Drum was obviously a blaxploitation film, but I do not agree with the interpretation that Hammond was just some kind of an idiot in the film. I agree though, that Warren Oates' acting was much more over-the-top compared to that of Perry King and thus much of the subtlety in the character was lost. Still, there was much more complexity in the Hammond character compared to the one-dimensional stereotypes in the two films.

There was no doubt that Hammond was a product of the system, but there was some (though perhaps not too much) basic decency in the character. He had to do things that the culture and society of the time required of him, and might even have enjoyed having black "bed wenches". However, there were also certain aspects of the system that he definitely did not like and we see his internal conflicts in many scenes. He was definitely against using violence on the slaves. In Mandingo, he felt sick when his cousin hit a slave girl, and Ellen remarked that he was the only master she knew who was bothered by that. He loved Ellen and promised to free her baby. When Mede was losing his fight with the champion, he cried out that he wanted to yield so that he would not cause Mede further harm. We see the same in Drum. As the master, he had to punish Blaise for fighting with Drum, but he flinched with every stroke as if he was the one that was hit, and cried out to stop it saying that he had counted thirty. At the end of the film, he had the chance to kill Drum but let him go.

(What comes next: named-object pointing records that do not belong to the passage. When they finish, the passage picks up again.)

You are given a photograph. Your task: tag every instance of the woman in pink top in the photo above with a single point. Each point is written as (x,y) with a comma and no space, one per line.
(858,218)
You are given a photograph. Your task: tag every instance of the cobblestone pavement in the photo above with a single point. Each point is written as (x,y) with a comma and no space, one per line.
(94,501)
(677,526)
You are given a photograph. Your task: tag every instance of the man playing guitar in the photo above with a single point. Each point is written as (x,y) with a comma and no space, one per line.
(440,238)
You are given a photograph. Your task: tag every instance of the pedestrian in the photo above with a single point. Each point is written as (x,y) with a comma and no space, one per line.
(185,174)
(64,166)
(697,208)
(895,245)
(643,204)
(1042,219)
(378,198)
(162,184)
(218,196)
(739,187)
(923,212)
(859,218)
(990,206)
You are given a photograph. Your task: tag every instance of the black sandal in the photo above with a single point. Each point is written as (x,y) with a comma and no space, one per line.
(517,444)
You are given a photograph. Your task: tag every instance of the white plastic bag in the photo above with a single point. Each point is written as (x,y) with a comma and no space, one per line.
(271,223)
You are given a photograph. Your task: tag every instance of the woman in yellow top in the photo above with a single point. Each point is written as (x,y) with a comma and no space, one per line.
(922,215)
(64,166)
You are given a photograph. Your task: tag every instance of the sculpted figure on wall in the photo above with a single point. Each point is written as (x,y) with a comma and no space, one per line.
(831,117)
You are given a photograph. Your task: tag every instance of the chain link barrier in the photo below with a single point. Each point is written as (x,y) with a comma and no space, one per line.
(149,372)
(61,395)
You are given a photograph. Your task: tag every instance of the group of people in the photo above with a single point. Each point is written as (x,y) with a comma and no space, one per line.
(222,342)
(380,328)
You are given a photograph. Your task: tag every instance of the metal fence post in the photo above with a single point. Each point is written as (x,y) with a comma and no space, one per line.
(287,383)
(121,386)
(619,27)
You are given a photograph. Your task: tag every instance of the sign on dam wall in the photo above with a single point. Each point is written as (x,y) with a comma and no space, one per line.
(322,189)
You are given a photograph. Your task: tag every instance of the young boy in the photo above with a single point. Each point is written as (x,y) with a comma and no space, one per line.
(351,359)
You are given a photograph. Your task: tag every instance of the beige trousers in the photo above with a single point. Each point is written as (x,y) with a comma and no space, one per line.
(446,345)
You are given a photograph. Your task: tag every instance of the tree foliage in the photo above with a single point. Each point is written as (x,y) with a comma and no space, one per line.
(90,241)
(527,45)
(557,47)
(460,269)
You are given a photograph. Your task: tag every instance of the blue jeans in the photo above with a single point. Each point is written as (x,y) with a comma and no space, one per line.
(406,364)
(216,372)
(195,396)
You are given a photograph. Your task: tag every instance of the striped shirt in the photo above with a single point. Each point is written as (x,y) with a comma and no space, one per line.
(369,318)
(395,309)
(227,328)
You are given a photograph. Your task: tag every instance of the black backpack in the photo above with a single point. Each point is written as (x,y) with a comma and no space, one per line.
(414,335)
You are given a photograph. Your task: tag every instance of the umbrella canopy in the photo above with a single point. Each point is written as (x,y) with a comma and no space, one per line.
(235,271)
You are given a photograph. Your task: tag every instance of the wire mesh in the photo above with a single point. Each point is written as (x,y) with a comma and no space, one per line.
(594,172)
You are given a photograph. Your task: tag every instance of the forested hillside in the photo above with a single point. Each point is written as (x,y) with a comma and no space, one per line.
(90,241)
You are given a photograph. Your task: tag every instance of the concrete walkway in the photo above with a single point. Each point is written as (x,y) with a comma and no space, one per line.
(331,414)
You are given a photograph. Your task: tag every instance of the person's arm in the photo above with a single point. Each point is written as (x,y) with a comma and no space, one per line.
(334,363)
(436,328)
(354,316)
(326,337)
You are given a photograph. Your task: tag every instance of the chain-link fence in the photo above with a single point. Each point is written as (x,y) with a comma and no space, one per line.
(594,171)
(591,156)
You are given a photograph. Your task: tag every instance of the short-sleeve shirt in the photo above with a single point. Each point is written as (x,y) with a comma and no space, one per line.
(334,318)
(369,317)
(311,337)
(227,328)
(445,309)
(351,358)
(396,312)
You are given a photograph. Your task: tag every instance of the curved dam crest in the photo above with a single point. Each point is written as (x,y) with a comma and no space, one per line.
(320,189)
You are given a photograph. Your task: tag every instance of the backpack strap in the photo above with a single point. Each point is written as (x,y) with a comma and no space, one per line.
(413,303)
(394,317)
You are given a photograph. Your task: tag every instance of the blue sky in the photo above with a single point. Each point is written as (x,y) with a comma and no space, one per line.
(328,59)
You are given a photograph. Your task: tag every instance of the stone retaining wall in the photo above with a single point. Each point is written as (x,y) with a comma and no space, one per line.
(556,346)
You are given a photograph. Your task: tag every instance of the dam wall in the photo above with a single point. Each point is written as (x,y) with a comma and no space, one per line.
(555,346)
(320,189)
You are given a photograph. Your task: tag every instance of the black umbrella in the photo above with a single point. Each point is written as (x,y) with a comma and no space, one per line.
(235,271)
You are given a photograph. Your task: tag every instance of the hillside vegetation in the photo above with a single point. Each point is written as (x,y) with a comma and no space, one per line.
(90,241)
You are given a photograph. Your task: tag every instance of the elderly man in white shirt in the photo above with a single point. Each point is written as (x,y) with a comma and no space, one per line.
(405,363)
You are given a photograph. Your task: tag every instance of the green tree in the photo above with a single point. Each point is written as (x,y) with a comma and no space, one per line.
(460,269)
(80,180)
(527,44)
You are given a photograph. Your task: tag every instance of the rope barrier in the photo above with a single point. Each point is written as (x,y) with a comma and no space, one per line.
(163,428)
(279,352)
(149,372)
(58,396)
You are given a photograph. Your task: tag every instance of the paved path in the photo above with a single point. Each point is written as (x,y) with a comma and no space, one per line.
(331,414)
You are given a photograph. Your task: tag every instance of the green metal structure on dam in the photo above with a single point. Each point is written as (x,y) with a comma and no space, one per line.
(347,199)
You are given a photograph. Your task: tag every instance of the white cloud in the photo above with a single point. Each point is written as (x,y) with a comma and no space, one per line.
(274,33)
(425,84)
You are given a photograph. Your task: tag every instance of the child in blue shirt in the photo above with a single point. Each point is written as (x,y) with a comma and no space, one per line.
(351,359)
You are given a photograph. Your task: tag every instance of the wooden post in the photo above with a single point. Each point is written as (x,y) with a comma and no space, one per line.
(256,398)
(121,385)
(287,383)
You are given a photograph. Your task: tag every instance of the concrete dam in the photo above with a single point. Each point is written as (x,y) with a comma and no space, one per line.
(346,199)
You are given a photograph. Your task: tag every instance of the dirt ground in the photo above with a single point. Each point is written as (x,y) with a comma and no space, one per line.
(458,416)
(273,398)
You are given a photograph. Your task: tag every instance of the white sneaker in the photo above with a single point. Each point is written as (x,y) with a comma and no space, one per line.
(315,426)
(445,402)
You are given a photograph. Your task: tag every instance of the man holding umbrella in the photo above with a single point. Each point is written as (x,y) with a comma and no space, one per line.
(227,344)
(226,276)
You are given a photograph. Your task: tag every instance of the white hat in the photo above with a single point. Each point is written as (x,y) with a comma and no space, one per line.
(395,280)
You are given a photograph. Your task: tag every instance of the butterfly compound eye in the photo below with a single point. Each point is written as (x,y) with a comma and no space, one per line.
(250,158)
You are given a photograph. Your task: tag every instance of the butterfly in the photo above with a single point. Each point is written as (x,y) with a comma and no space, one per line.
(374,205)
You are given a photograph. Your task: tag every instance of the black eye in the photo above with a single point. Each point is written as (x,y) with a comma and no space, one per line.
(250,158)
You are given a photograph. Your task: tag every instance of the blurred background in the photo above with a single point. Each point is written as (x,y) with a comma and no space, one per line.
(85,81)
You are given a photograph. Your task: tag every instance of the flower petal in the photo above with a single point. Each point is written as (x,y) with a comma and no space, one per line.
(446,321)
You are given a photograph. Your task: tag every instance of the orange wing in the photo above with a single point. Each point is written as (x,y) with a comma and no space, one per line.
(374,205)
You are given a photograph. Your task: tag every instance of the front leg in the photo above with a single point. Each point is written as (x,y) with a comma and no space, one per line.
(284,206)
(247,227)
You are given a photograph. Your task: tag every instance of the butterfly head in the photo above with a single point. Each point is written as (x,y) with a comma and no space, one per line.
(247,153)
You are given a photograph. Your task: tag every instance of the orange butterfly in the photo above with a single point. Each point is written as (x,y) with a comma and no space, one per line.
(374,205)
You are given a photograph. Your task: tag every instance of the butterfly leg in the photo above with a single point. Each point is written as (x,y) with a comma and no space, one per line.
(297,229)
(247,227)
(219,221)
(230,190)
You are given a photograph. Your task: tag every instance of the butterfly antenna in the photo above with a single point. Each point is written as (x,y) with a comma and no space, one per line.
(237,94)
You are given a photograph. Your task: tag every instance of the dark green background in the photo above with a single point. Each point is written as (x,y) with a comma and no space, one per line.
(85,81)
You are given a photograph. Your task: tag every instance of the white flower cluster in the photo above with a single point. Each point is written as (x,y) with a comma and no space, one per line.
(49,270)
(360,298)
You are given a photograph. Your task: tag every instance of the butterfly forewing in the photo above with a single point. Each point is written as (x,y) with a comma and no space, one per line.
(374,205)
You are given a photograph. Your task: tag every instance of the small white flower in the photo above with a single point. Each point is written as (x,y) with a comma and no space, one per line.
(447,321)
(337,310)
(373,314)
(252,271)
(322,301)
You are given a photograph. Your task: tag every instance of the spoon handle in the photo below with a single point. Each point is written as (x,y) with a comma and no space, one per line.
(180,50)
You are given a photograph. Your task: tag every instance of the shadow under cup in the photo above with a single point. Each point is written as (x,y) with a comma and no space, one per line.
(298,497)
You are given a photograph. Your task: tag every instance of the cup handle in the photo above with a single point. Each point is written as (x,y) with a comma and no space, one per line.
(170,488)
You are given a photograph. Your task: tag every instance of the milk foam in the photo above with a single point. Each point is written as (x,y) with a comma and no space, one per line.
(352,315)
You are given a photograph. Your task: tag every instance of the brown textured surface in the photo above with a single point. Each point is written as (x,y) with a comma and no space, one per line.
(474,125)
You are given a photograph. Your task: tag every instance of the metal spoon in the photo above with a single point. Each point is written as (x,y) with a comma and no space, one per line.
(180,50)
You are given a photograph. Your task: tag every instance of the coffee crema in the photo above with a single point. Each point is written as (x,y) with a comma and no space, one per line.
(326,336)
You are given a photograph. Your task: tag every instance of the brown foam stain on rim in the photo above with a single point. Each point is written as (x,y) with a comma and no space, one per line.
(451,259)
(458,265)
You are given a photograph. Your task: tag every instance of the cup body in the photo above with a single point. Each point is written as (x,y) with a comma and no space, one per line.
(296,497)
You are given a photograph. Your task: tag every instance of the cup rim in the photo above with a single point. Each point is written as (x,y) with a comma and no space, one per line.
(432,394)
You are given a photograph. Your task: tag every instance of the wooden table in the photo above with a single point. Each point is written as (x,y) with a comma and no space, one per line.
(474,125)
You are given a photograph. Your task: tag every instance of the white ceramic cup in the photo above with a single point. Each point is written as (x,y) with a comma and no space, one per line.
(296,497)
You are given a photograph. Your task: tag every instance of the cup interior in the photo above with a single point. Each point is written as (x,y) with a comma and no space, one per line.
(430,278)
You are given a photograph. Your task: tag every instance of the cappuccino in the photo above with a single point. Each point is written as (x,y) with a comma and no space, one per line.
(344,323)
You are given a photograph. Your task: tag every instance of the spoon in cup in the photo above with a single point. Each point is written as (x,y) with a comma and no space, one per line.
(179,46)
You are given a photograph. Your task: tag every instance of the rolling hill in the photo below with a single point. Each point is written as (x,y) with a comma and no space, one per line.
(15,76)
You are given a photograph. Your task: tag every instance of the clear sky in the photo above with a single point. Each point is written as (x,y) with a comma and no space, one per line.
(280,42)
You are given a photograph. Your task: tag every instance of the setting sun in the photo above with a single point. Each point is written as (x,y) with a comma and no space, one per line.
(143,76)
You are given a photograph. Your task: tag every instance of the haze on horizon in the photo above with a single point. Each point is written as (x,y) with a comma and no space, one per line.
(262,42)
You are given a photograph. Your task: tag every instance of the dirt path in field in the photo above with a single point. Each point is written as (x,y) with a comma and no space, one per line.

But at the same time Hammond was part of the system. In the first film, he had gone along with his father to murder his wife and the black baby to prevent "dishonor" on the family. In this film, I doubt Hammond even believed his daughter's charges of rape but decided to punish Blaise anyway. At the end, he told Drum to run because as the master he had to kill Drum if he remained.

The blacks in the film were in a way products of the system too. I read that Norton had been criticized for playing so many "Uncle Tom" roles. In this film, he in a way caused the revolt but remained "loyal" to his master and refused to let others harm his wife. When Lucretia Borgia knew of the revolt, the first thing she did was to inform her "master".

Thus Drum was undoubtedly an exploitation film and many scenes were over the top. Yet I do not think it was complete trash. From time to time, there were scenes that revealed certain depths and complexities in the characters.